Posted: Wednesday, April 12, 2023
The current reliance on single-site bone marrow sampling for the diagnosis and evaluation of multiple myeloma is not only invasive and painful but also a challenging technique to repeat. Furthermore, it is not a reliable representation of disease infiltration and mutational profile. According to Zhen Cai, PhD, of the First Affiliated Hospital, School of Medicine, Zhejiang University, China, and colleagues, liquid biopsy may help detect disease burden and molecular alterations in patients with multiple myeloma, potentially improving prognostic values. Liquid biopsy is a less invasive technique that can identify and analyze circulating multiple myeloma cells and cell-free nucleic acids. These results were published in Biomarker Research.

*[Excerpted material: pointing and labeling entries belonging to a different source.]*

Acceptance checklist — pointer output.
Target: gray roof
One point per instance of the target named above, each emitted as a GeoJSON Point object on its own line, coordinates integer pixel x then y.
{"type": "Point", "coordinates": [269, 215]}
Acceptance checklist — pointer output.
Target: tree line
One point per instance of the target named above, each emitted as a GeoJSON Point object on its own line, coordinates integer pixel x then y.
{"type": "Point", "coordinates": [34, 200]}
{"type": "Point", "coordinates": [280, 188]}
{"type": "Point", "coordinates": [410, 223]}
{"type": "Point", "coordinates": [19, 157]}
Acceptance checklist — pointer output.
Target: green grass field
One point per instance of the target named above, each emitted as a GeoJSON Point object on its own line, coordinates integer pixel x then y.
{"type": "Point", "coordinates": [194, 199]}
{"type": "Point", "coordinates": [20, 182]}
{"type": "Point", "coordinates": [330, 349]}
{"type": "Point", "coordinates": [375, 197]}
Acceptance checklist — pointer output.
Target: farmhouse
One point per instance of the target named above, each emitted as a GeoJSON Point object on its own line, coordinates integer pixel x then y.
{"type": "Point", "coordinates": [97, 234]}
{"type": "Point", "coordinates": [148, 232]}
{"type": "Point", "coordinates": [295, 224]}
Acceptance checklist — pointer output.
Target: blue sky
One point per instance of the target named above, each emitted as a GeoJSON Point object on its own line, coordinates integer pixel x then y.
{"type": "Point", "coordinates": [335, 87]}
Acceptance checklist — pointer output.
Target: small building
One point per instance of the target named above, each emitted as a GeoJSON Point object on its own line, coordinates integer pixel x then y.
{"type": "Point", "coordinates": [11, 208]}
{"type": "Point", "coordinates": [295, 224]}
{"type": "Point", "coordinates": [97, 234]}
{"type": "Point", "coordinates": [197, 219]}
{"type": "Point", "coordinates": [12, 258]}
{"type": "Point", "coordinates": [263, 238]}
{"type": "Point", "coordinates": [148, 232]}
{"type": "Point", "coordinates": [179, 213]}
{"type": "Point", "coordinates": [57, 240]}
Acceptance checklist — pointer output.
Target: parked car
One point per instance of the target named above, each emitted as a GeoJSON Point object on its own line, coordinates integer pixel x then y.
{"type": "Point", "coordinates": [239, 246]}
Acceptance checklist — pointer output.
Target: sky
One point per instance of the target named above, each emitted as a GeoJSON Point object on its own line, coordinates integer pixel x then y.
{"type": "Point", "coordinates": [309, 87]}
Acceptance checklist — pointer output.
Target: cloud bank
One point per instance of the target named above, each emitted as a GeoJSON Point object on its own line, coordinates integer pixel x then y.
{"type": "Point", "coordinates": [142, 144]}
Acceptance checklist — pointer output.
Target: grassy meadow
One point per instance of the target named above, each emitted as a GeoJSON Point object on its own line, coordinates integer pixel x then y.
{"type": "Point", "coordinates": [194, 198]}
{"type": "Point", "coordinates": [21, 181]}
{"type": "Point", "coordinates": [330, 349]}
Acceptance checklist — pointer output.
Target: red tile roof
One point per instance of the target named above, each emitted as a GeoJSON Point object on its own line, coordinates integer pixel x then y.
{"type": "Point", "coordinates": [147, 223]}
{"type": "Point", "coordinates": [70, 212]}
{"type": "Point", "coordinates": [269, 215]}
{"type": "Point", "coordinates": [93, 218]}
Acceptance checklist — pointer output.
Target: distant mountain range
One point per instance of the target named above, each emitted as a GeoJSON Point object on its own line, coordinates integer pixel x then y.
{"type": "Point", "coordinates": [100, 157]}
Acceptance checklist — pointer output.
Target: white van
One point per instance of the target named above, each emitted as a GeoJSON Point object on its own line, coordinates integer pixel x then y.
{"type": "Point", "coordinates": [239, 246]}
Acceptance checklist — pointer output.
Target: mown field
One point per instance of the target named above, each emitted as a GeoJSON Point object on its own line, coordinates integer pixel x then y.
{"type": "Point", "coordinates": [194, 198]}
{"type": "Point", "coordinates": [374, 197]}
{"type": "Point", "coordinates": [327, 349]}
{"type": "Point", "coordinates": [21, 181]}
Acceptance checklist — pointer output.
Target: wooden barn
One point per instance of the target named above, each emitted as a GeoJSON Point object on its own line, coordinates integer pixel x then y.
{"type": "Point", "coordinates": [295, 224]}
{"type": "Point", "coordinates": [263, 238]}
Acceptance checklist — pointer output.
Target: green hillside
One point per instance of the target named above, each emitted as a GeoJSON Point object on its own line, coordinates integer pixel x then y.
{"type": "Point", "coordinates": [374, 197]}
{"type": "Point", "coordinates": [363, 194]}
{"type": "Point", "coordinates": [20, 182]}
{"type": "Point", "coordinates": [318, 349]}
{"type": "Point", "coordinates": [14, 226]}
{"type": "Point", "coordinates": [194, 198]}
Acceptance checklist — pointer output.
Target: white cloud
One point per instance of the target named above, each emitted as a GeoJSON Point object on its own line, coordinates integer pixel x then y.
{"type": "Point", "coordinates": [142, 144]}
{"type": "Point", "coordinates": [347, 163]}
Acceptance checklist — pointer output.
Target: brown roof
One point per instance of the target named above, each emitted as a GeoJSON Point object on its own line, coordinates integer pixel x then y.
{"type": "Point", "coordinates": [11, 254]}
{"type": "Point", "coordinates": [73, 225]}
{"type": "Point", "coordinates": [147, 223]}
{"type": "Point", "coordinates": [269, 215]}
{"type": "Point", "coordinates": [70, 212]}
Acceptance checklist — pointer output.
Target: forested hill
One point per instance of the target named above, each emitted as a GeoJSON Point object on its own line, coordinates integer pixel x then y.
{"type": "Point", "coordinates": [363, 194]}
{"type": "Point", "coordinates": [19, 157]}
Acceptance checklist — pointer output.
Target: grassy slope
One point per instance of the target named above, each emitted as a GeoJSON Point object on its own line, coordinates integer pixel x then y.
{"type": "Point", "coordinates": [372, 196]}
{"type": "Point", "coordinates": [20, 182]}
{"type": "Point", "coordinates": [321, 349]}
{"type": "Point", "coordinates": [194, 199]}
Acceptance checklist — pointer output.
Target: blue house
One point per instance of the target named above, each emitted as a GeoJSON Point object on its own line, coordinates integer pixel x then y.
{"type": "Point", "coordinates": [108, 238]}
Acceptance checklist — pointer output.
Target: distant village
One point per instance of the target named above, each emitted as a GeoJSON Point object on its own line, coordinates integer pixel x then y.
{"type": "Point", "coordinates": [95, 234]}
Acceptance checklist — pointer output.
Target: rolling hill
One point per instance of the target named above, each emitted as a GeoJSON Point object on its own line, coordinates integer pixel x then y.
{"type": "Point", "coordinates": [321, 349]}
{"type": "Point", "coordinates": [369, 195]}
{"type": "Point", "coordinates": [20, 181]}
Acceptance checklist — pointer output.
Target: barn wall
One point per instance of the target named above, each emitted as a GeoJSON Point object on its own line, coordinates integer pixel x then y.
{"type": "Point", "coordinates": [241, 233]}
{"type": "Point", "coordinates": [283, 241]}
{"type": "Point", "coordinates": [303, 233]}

“In the future, the introduction of liquid biopsy into the disease evaluation of [multiple myeloma] would provide a tool for the comprehensive and real-time assessment complementary to conventional methods, promoting the development of new risk stratification systems and individual therapy options,” the authors concluded.
Analyses of 23 different liquid biopsy detection techniques for efficiency and sensitivity were presented by the study authors. They ranged from targeted approaches such as next-generation flow cytometry–based quantification to nontargeted approaches including whole-genome sequencing, whole-exome sequencing, and ultra–low-pass whole-genome sequencing. Several hypotheses were explored to explain the mechanisms behind multiple myeloma cell translocation and peripheral blood disease dissemination. Additionally, liquid biopsy’s utility in disease burden assessment, risk stratification, disease prognosis, risk stratification of precursor conditions, measurable residual disease evaluation, and risk stratification of precursor conditions as well as disease monitoring were explored.
Capture of real-time genetic events, ongoing disease risk evaluation, and identification of oncogenes for precision treatments could be achieved using liquid biopsy, according to the study authors. For example, serial comparison of the mutations of circulating multiple myeloma cells may be used to determine genomic alterations during disease progression. This information may help detect the emergence of a drug-resistant multiple myeloma clone.
Disclosure: The study authors reported no conflicts of interest.